Some suggest that he’s playing to his base of loyal supporters as he blames both counter protesters and white supremacists for the horror of Charlottesville. These theorists could have a point. When cornered, we have seen him flee to the heart of Trump country to make campaign speeches filled with false claims and bask in the cheers of the faithful. He needs this base to stroke his fragile ego, and he most certainly will need it if he survives to 2020 and runs again.
As the outrage of a nation grows, his numbers fall. Earlier this month, Qinnipac University reported 61 percent of Americans disapproving of the job he’s doing, compared to 33 percent approving. Results of polling conducted after his post-Charlottesville press remarks will be revealing.
But he remains popular among white supremacists and, we are led to believe, among his political base, some of whom share the attitudes of white supremacists. They want their country back, whatever that means. If much of American is horrified — repeatedly — by this cartoon of a president, how many people still actually support him?
When the final votes were tallied last November, Hillary Clinton’s popular vote led Donald Trump’s by nearly three million Americans.

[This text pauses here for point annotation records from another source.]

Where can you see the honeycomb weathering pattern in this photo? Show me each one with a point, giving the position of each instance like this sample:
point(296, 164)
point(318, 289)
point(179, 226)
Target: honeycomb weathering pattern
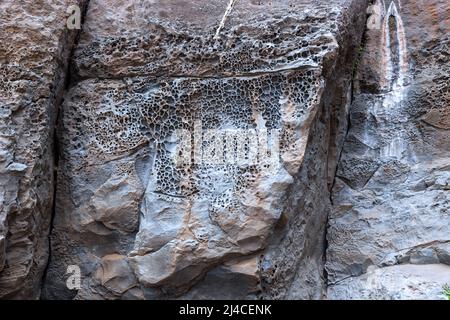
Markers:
point(141, 74)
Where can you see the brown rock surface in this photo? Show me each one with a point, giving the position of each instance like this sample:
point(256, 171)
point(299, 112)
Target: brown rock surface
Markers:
point(34, 51)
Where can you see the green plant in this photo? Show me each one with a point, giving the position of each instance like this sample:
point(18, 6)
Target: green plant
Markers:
point(446, 291)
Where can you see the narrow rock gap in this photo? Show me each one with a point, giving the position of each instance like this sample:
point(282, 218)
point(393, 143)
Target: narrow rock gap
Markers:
point(56, 146)
point(353, 92)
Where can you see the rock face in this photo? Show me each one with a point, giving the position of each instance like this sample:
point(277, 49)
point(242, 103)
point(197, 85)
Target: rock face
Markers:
point(159, 194)
point(225, 149)
point(389, 230)
point(34, 50)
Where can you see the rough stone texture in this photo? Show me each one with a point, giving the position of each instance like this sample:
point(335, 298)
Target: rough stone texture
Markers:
point(389, 232)
point(141, 225)
point(34, 50)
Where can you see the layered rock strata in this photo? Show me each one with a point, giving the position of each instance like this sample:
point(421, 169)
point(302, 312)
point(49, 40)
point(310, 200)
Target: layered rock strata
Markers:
point(150, 202)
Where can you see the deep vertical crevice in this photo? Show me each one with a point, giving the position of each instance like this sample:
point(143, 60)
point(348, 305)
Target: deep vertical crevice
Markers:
point(354, 90)
point(68, 78)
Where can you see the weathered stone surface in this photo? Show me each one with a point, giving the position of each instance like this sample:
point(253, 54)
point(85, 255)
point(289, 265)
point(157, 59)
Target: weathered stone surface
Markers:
point(143, 72)
point(400, 282)
point(391, 197)
point(34, 50)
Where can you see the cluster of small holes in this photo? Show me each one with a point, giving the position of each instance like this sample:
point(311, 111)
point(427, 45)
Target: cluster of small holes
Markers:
point(237, 51)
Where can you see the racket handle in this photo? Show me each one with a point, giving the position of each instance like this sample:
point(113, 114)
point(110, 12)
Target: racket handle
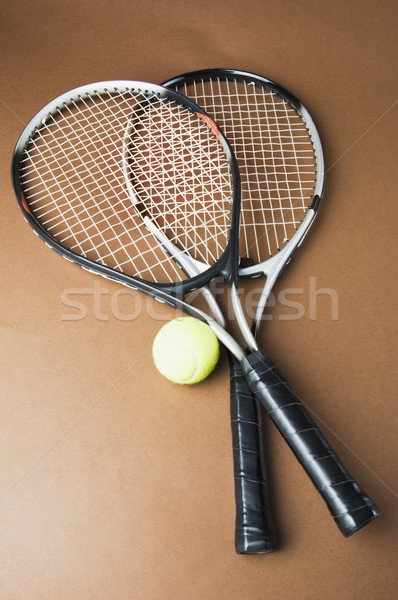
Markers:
point(348, 504)
point(254, 532)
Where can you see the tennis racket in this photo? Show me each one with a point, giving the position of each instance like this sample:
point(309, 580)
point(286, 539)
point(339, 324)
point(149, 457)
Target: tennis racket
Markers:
point(69, 175)
point(280, 159)
point(279, 154)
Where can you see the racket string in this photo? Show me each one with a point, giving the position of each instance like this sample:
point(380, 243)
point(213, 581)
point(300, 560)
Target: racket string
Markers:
point(75, 186)
point(275, 154)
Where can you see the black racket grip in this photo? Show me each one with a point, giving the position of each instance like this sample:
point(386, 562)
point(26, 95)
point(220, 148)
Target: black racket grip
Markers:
point(254, 532)
point(348, 504)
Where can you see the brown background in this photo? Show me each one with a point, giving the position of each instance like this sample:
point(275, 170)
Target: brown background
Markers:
point(115, 484)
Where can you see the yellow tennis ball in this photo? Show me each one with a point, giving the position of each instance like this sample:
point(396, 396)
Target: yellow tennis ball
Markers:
point(185, 350)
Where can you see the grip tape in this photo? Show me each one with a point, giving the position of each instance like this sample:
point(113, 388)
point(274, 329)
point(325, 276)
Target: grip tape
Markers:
point(349, 505)
point(254, 532)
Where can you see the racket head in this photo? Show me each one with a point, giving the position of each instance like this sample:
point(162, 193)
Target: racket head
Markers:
point(279, 154)
point(69, 176)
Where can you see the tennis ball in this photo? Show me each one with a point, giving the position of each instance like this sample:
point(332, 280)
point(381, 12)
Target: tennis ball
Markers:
point(185, 350)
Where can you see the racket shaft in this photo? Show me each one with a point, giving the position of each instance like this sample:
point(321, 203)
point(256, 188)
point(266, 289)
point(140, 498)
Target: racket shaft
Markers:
point(254, 532)
point(349, 505)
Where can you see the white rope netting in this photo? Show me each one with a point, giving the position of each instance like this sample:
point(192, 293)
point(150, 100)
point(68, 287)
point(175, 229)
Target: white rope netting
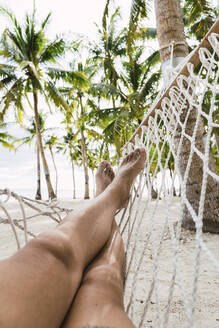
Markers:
point(184, 128)
point(165, 263)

Today, would that number increase? Trump won the presidency because his Electoral College totals bested Clinton’s by a wide margin. Trump referred to this as a “landslide victory,” among the first of his countless lies and exaggerations. In truth, Trump’s win ranks near the bottom in terms of the portion of total available electoral votes won by a candidate.
It is tempting to think, to hope that more Americans would choose someone else — anyone else — if required to vote for a president today.
As investigations daily press closer to the truth, the question grows in importance. Will he last until 2020? In the unlikely event that he does, who will support his re-election?